The words started off cold and tilted as he tried to find the rhythm of the song. His voice stuttered as he swallowed the dryness in his mouth and the burn of acid in his throat. He started again, stronger and louder as the beat came alive in his mind. He could see each word of the song as if it were painted on the wall in front of him.
Every song he’d ever listened to was trapped in his mind like a useless eidetic memory. The words curved and swam together, just out of reach, until he started to sing. Then they all poured forth like a leaking faucet turned into a waterfall. He tapped his foot to the beat as Candace made chords on his belly.
His voice grew stronger until he was lost in the sound all his own. It was someone else’s words, but the groove was his, and he twisted it in his own way. He realized after a few lines that he was singing a song from Ian’s band—one that had made their debut album a particular favourite of his.
Candace fumbled for her phone and started up the camera. “Keep singing. I want to keep this one, just for me.” Trent didn’t hear a lie in her voice.
He sang. His voice drifted and his face fell in grief as the song progressed. It was a story, as any good song was. It was about a lost love hidden beneath layers of deceit and anger. But it was the ending that drew him in. The pause of hopeful lyrics that broke back into the chorus of longing and desire. It was about sex, good sex, in a way that only artists in their craft could portray.
As he finished, he let his voice linger in the air before he let out a huff. Candace clicked her phone off and slid it back into her pocket before she let her head rest against his chest.
“Was that one okay?” He didn’t ask about the tears on her face or the way she bit her lip.
“It was perfect,” she said. Her voice was thick.
“Do you have the video? I need to see it,” said Trent. As much as he knew it would hurt him even more, there was something i
n him that needed to see the grainy picture. “I don’t think I’ll be able to fully accept it until I see it for myself.”
“You don’t want to, Trent.” Candace wiped the tears from her eyes. “I’ve walked in on girlfriends who were in bed with other girls…or even guys before. It’s not something you want to see. Just trust me on this one.”
“I need to see it, Candace, or I’ll never be able to let him go.” He shifted on the couch and the leather pulled at his sweaty skin.
She shook her head against his chest once, before she dug her phone back out of her pocket. “It’s grainy, but the one online is actually pretty graphic. They didn’t show that version on TV, of course, but you know.” She flicked through her phone and pulled up the bookmark. She ducked back down as she handed the phone over to him.

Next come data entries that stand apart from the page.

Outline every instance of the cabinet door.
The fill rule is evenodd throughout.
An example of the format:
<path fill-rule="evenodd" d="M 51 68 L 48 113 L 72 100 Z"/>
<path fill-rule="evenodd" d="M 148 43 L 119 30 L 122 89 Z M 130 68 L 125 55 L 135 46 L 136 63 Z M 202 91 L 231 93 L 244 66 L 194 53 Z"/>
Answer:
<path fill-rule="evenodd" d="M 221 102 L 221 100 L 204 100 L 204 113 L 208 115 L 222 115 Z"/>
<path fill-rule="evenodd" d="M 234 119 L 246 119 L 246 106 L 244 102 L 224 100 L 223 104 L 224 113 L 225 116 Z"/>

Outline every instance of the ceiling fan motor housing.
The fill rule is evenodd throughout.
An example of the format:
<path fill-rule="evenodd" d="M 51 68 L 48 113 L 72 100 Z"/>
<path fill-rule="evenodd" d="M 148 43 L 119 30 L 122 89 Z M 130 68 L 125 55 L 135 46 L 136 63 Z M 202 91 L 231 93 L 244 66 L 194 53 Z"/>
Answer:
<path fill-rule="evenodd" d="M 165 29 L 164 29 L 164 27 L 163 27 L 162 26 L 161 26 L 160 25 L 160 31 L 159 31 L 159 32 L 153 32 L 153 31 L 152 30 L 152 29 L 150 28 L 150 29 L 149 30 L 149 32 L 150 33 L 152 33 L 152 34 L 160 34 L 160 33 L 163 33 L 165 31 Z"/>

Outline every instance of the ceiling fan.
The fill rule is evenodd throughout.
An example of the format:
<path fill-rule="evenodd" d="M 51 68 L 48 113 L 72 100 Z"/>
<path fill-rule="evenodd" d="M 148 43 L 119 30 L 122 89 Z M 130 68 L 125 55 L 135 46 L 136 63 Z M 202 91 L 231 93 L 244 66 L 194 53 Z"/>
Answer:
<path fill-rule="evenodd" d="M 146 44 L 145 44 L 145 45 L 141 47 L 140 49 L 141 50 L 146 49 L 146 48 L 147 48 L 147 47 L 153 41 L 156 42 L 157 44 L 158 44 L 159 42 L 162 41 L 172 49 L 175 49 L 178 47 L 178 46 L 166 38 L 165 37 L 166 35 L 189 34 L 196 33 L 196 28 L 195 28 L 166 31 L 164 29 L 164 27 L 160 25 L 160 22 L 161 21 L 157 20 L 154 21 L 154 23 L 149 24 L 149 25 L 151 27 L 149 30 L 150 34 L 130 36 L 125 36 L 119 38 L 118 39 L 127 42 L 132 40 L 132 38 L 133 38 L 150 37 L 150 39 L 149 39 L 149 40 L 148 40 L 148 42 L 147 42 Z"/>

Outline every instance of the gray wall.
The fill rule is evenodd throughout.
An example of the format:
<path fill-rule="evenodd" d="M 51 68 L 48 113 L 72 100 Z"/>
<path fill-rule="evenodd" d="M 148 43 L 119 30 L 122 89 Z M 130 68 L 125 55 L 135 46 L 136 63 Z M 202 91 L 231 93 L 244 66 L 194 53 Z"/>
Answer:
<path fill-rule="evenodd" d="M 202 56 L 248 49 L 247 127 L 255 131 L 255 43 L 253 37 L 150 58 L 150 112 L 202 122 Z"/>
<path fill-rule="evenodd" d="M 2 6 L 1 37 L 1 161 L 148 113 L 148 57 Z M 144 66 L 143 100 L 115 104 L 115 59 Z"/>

The phone was warm from resting in her pocket and the screen was smudged with fingerprints. Trent ran the corner of his shirt over the screen to clear away the prints and the video started up as it sensed his barely covered fingers scooting over it. He’d accidentally scrolled ahead until the video was already half over.
The picture was low-quality, but clear enough to make out two figures pressed against the back wall of an elevator. The elevator was a huge monstrosity with walls that were made entirely of mirrors so that anyone could watch themself as they plummeted twenty floors to the lobby. The mirror across from the camera gave a second view of the entwined couple.
They must’ve hit the stop button at some point, or it was late enough that no one was calling on the elevator, because the video was five minutes long and no one had interrupted them yet.
The man’s pants were halfway down his thick thighs, and the woman’s legs were wrapped around his waist with her knee-high boots crossed at the ankle. Her skirt was hiked up past her waist to leave her completely exposed, although shielded somewhat from the camera by the man’s bulk. A few buttons on her top had been pulled open and one breast peeked through the open fabric. Her hands gripped around his neck as he pushed himself into her over and over in quick jerks. His hands were gripped against her ass with his shoulders leaned into her to hold her against the wall.